The Court finds neither Mangini or Myers convincing on this point. Adopting the reasoning of those cases would essentially create federal jurisdiction over any section 17200 claim between diverse parties, no matter how small the injury to the representative plaintiff. Such a result is untenable. Section 17200 is not a federal cause of action.
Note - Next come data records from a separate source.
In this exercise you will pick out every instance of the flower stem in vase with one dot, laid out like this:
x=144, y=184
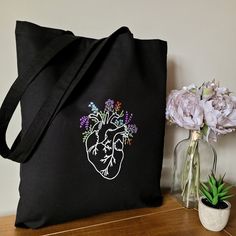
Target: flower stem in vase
x=191, y=173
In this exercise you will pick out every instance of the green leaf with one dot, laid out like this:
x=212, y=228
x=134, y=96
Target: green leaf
x=227, y=188
x=213, y=188
x=226, y=197
x=220, y=187
x=212, y=179
x=215, y=200
x=220, y=180
x=223, y=194
x=207, y=195
x=205, y=186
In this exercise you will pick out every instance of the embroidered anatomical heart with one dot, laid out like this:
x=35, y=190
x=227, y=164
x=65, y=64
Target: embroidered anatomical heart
x=107, y=131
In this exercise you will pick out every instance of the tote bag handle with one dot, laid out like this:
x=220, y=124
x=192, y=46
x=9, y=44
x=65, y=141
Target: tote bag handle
x=24, y=145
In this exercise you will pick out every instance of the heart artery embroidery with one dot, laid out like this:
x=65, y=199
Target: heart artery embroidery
x=106, y=133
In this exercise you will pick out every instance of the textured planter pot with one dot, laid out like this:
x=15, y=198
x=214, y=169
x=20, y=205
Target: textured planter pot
x=211, y=218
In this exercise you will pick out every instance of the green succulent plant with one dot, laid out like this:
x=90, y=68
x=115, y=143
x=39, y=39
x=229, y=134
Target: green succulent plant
x=215, y=190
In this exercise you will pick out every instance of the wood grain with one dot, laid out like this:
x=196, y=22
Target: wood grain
x=169, y=219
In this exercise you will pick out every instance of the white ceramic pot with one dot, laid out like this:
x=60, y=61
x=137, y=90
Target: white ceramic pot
x=211, y=218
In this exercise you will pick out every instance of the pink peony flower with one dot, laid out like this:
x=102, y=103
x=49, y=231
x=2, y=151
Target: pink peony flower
x=183, y=108
x=220, y=113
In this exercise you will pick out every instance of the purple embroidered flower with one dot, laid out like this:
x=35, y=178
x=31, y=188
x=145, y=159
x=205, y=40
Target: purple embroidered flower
x=133, y=129
x=93, y=107
x=84, y=122
x=109, y=105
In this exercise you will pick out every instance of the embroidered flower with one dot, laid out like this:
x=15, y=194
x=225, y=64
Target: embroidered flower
x=109, y=105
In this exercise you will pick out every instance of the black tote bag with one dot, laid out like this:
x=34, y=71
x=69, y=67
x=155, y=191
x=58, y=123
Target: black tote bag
x=93, y=114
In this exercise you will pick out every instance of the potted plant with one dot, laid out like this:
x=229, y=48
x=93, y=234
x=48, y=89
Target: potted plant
x=213, y=208
x=207, y=111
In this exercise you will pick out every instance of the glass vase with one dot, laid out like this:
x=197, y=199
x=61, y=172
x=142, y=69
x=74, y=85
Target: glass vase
x=194, y=160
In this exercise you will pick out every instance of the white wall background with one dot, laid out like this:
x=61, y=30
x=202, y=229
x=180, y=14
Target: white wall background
x=202, y=45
Instead, the Court adopts the reasoning of another district court case from this Circuit. See Phipps v. Praxair, Inc., 1999 WL 1095331 (S.D.Cal.). The Phipps court rejected Mangini, noting that the attempted distinction between class actions and section 17200 representative actions was essentially a distinction without a difference. The rule prohibiting plaintiffs from aggregating their claims need not apply only to class actions brought under Rule 23. Phipps, 1999 WL 1095331 at *5. Indeed, the prohibition on aggregation applies in non-class multiple-plaintiff cases as well. Id.; see also Borgeson v. Archer-Daniels Midland Co., 909 F. Supp. 709, 714 (C.D.Cal. 1995) (citing Snyder, 394 U.S. 332, 89 S.Ct. 1053, 22 L.Ed.2d 319) ("[T]he doctrine of aggregation of claims [is] not and [has] never been based on the categories of Rule 23. . . . Rather, the doctrine is in fact based on the Supreme Court's interpretation of `matter in controversy,' within the meaning of the diversity statute."). Like class actions, claims under section 17200 seek relief on behalf of numerous individuals. Accordingly, in determining jurisdiction over section 17200 claims, courts should not consider the potential costs to the defendant of compliance with a potential injunction. See also Arnold v. General Motors Corp., 1998 WL 827726 (N.D.Cal.); Morison v. Rand McNally & Co., 1997 WL 564028 (N.D.Cal. Sept. 4, 1997).

Applying this reasoning, the Court is convinced that the rule explained in Snow should be applied in plaintiffs case. In the context of defendant's argument, this outcome makes a great deal of sense. In its response the Court's July 10 Order to Show Cause, defendant urges the Court to consider the administrative costs of paying awards to individual policyholders in the aftermathofan adverse judgment. These costs clearly arise from the separate claims of individual policyholders rather than any aggregated claim on behalf of a unified group. Because these costs address the distinct claims of numerous injured individuals, they will not be considered by the Court in determining the amount in controversy.

The Court's second reason for rejecting defendant's "administrative costs" argument is much more basic. Even if the Court were to consider the cost to defendant of complying with an injunction, that extra cost would not raise the total amount in controversy to the jurisdictional level. According to the declaration of Trinh Hinson, submitted by defendant in support of its response to the Court's July 10 order, the total administrative cost of compliance with an injunction in this case may total approximately $20,000. Even if the Court accepts this figure as a component of the amount in controversy in this case, defendant has still failed to meet its burden of establishing that $75,000 is at issue. For these reasons, the Court rejects defendant's "administrative costs" argument.


Defendant has failed to meet its burden of establishing that the amount in controversy in this case exceeds $75,000. In the Court's view, this is a $5,000 case. Neither plaintiffs bold and unsupported demand nor plaintiffs section 17200 allegation can change this basic fact. Therefore, the Court hereby REMANDS the case to the Superior Court of Alameda County. Each party shall bear its own fees and costs in connection with this removal.